Before wowing film festivals worldwide with her feature film debut “Daughter of Rage,” Nicaraguan filmmaker Laura Baumeister made the rounds with this drama following Alina (Stephanie Arce), a privileged teenage overachiever with a nasty crack habit.
The script falls into the trap of the "poor rich girl" narrative, charting Alina's degradation by dealing with the plebes. She gets drug-garnished casual sex from her horse trainer (Francel Toledo) and hangs out at the miserable shack where her dealer lives (Sofana Arce). The well-to-do don't come out unscathed. Her mother (Stephanie Franceries) is coded as frivolous, loving Alina's equestrian achievements more than the girl herself. Dad (Roy de Montis) is obsessed with her getting into an Ivy League University in the US. You don't get more Latin American Upper class than that. No wonder poor Alina is hitting the rock! Alas, Baumeister's sensible direction elevates the material, making it more interesting than the cliches suggest.

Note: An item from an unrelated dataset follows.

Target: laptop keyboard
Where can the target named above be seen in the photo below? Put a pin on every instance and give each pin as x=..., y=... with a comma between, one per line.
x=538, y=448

"Ombligo de Agua" (Water Navel) entered the Official Selection of the International Film Festival Rotterdam and the Festival Internacional de Cine de Morelia, 2018. It was nominated for the Best Short Film Award at the Fribourg International Film Festival in 2019 and Best Short Film at the Uppsala International Short Film Festival in 2019.
Watch "Ombligo de Agua" free on Popflick.
Cracks in the facade: Stephanie Arce is a rich girl in the throes of addiction in "Ombligo de Agua" / Photo courtesy of Tanacatana Films.